Section 3.4 of this paper on my website describes how some of us quickly invented an inclusive process of policy deliberation. I was quite hostile to the committee structure which was then the mechanism used for political decision-making. I saw and called it strongly as a front for officer power. Our new system (called “member-officer groups”) embraced members of the opposition parties and junior officials – and the groups were invited to look critically at services which fell between the cracks of departments. Our experience attracted wide interest and was in the vanguard of a wider rethink about the process of decision-making in local government which took place more than a decade later in England – which culminated in legislation encouraging municipalities to set up cabinets and a directly-elected mayoral system. A good picture of this can be found here.
This experience gave me an insight into the role of various stakeholders – ruling party, opposition, senior officers, junior officials, citizens – which few consultants are lucky enough to obtain.
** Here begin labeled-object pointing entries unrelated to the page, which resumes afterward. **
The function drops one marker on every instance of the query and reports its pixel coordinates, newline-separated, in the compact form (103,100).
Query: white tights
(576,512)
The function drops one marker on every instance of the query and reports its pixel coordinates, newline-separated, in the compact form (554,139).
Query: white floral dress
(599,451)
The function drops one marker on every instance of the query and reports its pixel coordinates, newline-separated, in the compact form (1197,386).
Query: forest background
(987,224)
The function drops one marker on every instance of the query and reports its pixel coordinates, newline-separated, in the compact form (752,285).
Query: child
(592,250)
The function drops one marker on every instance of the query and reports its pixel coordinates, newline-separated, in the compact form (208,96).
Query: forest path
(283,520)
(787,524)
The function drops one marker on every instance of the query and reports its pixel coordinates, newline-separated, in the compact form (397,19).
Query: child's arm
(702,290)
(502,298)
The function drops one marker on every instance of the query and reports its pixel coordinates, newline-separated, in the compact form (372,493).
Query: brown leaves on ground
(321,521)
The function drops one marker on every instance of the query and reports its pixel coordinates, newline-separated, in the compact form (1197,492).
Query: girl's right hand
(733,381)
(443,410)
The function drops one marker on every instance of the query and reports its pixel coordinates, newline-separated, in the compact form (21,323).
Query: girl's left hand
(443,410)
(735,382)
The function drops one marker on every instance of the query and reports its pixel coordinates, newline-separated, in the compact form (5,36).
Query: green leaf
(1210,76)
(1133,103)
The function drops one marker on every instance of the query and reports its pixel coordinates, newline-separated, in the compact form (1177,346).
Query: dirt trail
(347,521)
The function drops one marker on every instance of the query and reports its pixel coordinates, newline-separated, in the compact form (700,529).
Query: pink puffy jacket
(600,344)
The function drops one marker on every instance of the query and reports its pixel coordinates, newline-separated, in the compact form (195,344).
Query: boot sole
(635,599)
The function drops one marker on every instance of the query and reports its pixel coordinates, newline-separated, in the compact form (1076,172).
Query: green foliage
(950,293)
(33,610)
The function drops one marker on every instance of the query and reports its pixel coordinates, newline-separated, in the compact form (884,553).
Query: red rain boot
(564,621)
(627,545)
It showed me how the structures we use so often pervert the potential insights each of these parties possess (one of the reasons perhaps to explain why I am disposed to the “balance” theory I offered recently). There had to be a better way of making decisions!
When I was a politician, I put the emphasis on new structures – but my more recent experience helps me understand that structures are only part of the picture. A lot of recent technical assistance in which I am involved has required the drafting of (and training in) policy analysis processes and skills - but these are not much use if they are inputed to a political process which does not operate on “rational” lines (I put this word in inverted commas simply because politics at its best has its own rationality from that of the pretensions of administrative rationality!). Effective technical assistance (TA) should to be based on a systems philosophy – bit is trapped in a project management (logframe) ideology. Of course the latter is supposed to be firmly based in the former – but never is! A nod is given in the drafting of Terms of Reference to “General and specific objectives”; but the role of the project in achieving the objective (and the other factors influencing policy outcomes) are never discussed).
A real systems approach to policy analysis in TA would (a) craft a map of the entire system – in this case
• The locus and system (formal and informal) of policy analysis and proposals
• The structure and protocols (formal and informal) of decision-taking
• The interaction between the two
And then (b) demonstrate exactly how the selected mechanism (new or amended structure, process or legal regulation; training etc) could act as a catalyst for positive change.